Inestabilidad extrema en el mercado de energía: el gas frena en seco y baja un 25% en pocas horas
El mercado cambia de tono pese a que permanece el bloqueo a las exportaciones de petróleo y gas desde el golfo Pérsico

El mercado mundial de la energía se mantiene en máxima tensión, si bien ha sustituido las subidas en vertical por una inestabilidad extrema. La referencia para el coste del gas en Europa, el contrato de futuros TTF negociado en Países Bajos, ha pasado de subir un 15% a primera hora hasta los 61 euros a bajar a los 45, una oscilación del 27% en unas pocas horas. Este precio, muy volátil, se ha encarecido un 45% desde el inicio de la ofensiva contra Irán. La misma tendencia, pero menos violenta, ha seguido el precio del petróleo. El barril Brent cotiza a 81 euros, levemente por debajo del cierre del martes, tras haber llegado a subir un 5%, en el borde de los 85.
La situación de fondo no ha cambiado: el estrecho de Ormuz sigue sin registrar movimientos de buques petroleros y gaseros y no hay señales de una salida inminente al conflicto militar. Así, la inseguridad domina las operaciones y el mercado es particularmente sensible a cualquier estímulo. Una información del diario New York Times apuntando a una aproximación unilateral por parte de agentes del Ministerio de Inteligencia de Irán a Estados Unidos ha acelerado a media mañana el cambio de tono en el mercado, si bien posteriormente ha sido desmentida. “Sugiere que Irán está dispuesto a dialogar”, señala informe de estrategia energética de Rabobank que recoge Bloomberg. “Pero una caída real de los precios depende del cese de los ataques”, añade.
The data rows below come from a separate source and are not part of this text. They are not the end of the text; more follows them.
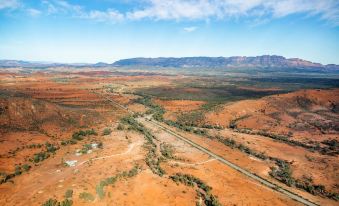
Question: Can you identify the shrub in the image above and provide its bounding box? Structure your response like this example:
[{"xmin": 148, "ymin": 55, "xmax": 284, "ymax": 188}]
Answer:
[
  {"xmin": 79, "ymin": 192, "xmax": 95, "ymax": 202},
  {"xmin": 65, "ymin": 189, "xmax": 73, "ymax": 199},
  {"xmin": 117, "ymin": 124, "xmax": 125, "ymax": 130},
  {"xmin": 42, "ymin": 199, "xmax": 60, "ymax": 206},
  {"xmin": 60, "ymin": 199, "xmax": 73, "ymax": 206},
  {"xmin": 22, "ymin": 164, "xmax": 31, "ymax": 172},
  {"xmin": 14, "ymin": 165, "xmax": 22, "ymax": 176},
  {"xmin": 102, "ymin": 128, "xmax": 112, "ymax": 135}
]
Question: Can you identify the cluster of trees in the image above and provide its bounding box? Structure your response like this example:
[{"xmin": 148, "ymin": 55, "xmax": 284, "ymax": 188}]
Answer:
[
  {"xmin": 102, "ymin": 128, "xmax": 112, "ymax": 135},
  {"xmin": 214, "ymin": 135, "xmax": 269, "ymax": 160},
  {"xmin": 42, "ymin": 199, "xmax": 73, "ymax": 206},
  {"xmin": 95, "ymin": 165, "xmax": 141, "ymax": 199},
  {"xmin": 121, "ymin": 116, "xmax": 165, "ymax": 176},
  {"xmin": 269, "ymin": 159, "xmax": 339, "ymax": 201},
  {"xmin": 135, "ymin": 95, "xmax": 165, "ymax": 122},
  {"xmin": 30, "ymin": 142, "xmax": 59, "ymax": 163},
  {"xmin": 61, "ymin": 129, "xmax": 98, "ymax": 145},
  {"xmin": 170, "ymin": 173, "xmax": 221, "ymax": 206}
]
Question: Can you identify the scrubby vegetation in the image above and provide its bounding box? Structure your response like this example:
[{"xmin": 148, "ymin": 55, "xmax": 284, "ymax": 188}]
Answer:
[
  {"xmin": 0, "ymin": 164, "xmax": 31, "ymax": 184},
  {"xmin": 65, "ymin": 189, "xmax": 73, "ymax": 199},
  {"xmin": 135, "ymin": 94, "xmax": 165, "ymax": 121},
  {"xmin": 102, "ymin": 128, "xmax": 112, "ymax": 135},
  {"xmin": 269, "ymin": 159, "xmax": 339, "ymax": 201},
  {"xmin": 80, "ymin": 144, "xmax": 92, "ymax": 154},
  {"xmin": 61, "ymin": 129, "xmax": 98, "ymax": 146},
  {"xmin": 212, "ymin": 135, "xmax": 268, "ymax": 160},
  {"xmin": 42, "ymin": 199, "xmax": 73, "ymax": 206},
  {"xmin": 30, "ymin": 142, "xmax": 59, "ymax": 163},
  {"xmin": 160, "ymin": 143, "xmax": 175, "ymax": 159},
  {"xmin": 170, "ymin": 173, "xmax": 221, "ymax": 206},
  {"xmin": 79, "ymin": 192, "xmax": 95, "ymax": 202},
  {"xmin": 234, "ymin": 128, "xmax": 339, "ymax": 155},
  {"xmin": 121, "ymin": 116, "xmax": 165, "ymax": 176},
  {"xmin": 95, "ymin": 165, "xmax": 141, "ymax": 199}
]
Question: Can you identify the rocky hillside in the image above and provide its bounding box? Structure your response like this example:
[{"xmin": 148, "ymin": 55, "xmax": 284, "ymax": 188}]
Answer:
[{"xmin": 113, "ymin": 55, "xmax": 339, "ymax": 70}]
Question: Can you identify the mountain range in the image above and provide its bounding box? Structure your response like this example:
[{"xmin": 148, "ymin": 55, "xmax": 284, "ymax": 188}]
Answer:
[{"xmin": 0, "ymin": 55, "xmax": 339, "ymax": 71}]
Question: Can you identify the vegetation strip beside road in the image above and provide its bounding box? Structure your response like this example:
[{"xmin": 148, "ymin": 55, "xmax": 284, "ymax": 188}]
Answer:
[
  {"xmin": 99, "ymin": 93, "xmax": 318, "ymax": 206},
  {"xmin": 150, "ymin": 120, "xmax": 318, "ymax": 206}
]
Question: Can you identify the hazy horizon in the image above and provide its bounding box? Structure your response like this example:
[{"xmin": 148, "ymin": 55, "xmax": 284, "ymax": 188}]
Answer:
[{"xmin": 0, "ymin": 0, "xmax": 339, "ymax": 64}]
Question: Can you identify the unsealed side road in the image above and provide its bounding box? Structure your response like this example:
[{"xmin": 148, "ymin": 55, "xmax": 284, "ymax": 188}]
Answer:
[
  {"xmin": 139, "ymin": 118, "xmax": 318, "ymax": 206},
  {"xmin": 100, "ymin": 93, "xmax": 318, "ymax": 206}
]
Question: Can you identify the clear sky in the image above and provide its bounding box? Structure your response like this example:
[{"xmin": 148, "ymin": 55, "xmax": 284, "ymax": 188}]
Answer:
[{"xmin": 0, "ymin": 0, "xmax": 339, "ymax": 64}]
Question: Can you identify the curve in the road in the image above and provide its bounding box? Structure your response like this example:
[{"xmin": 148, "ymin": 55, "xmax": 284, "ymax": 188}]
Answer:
[{"xmin": 149, "ymin": 120, "xmax": 318, "ymax": 206}]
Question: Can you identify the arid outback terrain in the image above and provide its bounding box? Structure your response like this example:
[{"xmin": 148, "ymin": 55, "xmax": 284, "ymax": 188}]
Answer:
[{"xmin": 0, "ymin": 68, "xmax": 339, "ymax": 206}]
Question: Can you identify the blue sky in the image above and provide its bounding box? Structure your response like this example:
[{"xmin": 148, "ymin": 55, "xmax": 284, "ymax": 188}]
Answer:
[{"xmin": 0, "ymin": 0, "xmax": 339, "ymax": 64}]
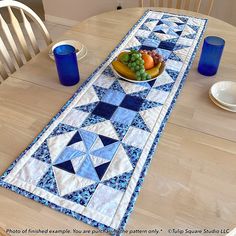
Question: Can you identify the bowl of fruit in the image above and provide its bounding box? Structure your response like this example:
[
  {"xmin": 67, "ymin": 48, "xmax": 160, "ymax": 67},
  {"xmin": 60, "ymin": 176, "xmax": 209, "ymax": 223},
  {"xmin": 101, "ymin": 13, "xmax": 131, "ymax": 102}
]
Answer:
[{"xmin": 111, "ymin": 50, "xmax": 165, "ymax": 83}]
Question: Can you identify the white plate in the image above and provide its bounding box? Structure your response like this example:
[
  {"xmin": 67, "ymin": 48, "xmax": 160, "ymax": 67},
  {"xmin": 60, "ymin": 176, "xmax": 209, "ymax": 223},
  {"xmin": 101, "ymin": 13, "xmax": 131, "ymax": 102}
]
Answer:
[
  {"xmin": 110, "ymin": 62, "xmax": 165, "ymax": 83},
  {"xmin": 209, "ymin": 90, "xmax": 236, "ymax": 112},
  {"xmin": 210, "ymin": 81, "xmax": 236, "ymax": 109},
  {"xmin": 48, "ymin": 40, "xmax": 87, "ymax": 60}
]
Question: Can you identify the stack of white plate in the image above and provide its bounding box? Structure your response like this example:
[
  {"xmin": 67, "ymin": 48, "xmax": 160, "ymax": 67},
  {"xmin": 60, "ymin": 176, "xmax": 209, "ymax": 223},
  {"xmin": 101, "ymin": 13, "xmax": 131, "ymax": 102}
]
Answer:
[
  {"xmin": 209, "ymin": 81, "xmax": 236, "ymax": 112},
  {"xmin": 48, "ymin": 40, "xmax": 87, "ymax": 61}
]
Los indicadores del mercado muestran una creciente escasez a corto plazo. El diferencial del Brent —la brecha entre sus dos contratos más cercanos— se ha ampliado a 3,2 dólares por barril; es decir, el petróleo es mucho más caro para su entrega próxima, lo que indica un patrón alcista a medio plazo. Hace un mes, la diferencia era de tan solo 71 centavos.
Los mercados también están intentando calibrar la propuesta de Donald Trump de facilitar seguros y escolta militar a los buques que reanuden el tránsito marítimo en el estrecho de Ormuz. La vía marítima está prácticamente bloqueada, ante las amenazas y ataques a barcos y el hecho de que las aseguradoras no cubran los eventuales daños. Así, el brazo inversor internacional del Gobierno estadounidense (DFC por sus siglas en inglés) proporcionará seguros contra riesgos políticos y garantías financieras para los barcos petroleros en el Golfo y propuso también seguridad para ellos por parte de la Armada si fuera necesario.
“Pase lo que pase, Estados Unidos garantizará el FLUJO LIBRE DE ENERGÍA al MUNDO”, publicó Trump en redes sociales, sin dar más detalles sobre el mecanismo de seguro que se ofrecerá. El DFC es. “Esto son solo palabras por ahora, así que necesitamos ver cómo se desarrolla”, dijo a Bloomberg Rebecca Babin, operadora de energía de CIBC Private Wealth. “¿Cómo son esas escoltas militares? ¿Cuánto cuesta el seguro? ¿Se sienten los transportistas cómodos con lo que se les ofrece?”, añadió. “Es una buena noticia, pero claramente no sucederá de la noche a la mañana. Las escoltas navales serían útiles, pero este esfuerzo llevará tiempo”, señalaron los analistas de ING en una nota.
El mercado, en todo caso, ha mostrado alivio, también después de que Financial Times publicara que el ritmo de ataques iranís ha descendido. Argumentos, o excusas, para que los operadores que han ganado dinero con las apuestas por petróleo caro reequilibren sus posiciones por si el viento cambia de dirección.
Pero, de momento, el giro se corresponde más con expectativas que con hechos. Qatar ha vuelto a declarar situación de fuerza mayor para cancelar las exportaciones de gas natural desde su planta de Ras Taffar, la mayor del mundo. Y, sin poder embarcar petróleo en barco, los países productores del Golfo se exponen a tener que parar la producción por tener los almacenes llenos. Irak, el segundo mayor productor de la OPEP, ha recortado la producción en casi 1,5 millones de barriles diarios, la mitad del total. De acuerdo con un informe de JP Morgan citado por Bloomberg, el país cuenta con almacenamiento para apenas seis días de producción, y Kuwait, para 14. Emiratos Árabes podría estirar hasta 19 días el bombeo (redirigiendo petróleo por oleoductos) y Arabia Saudí, hasta 65.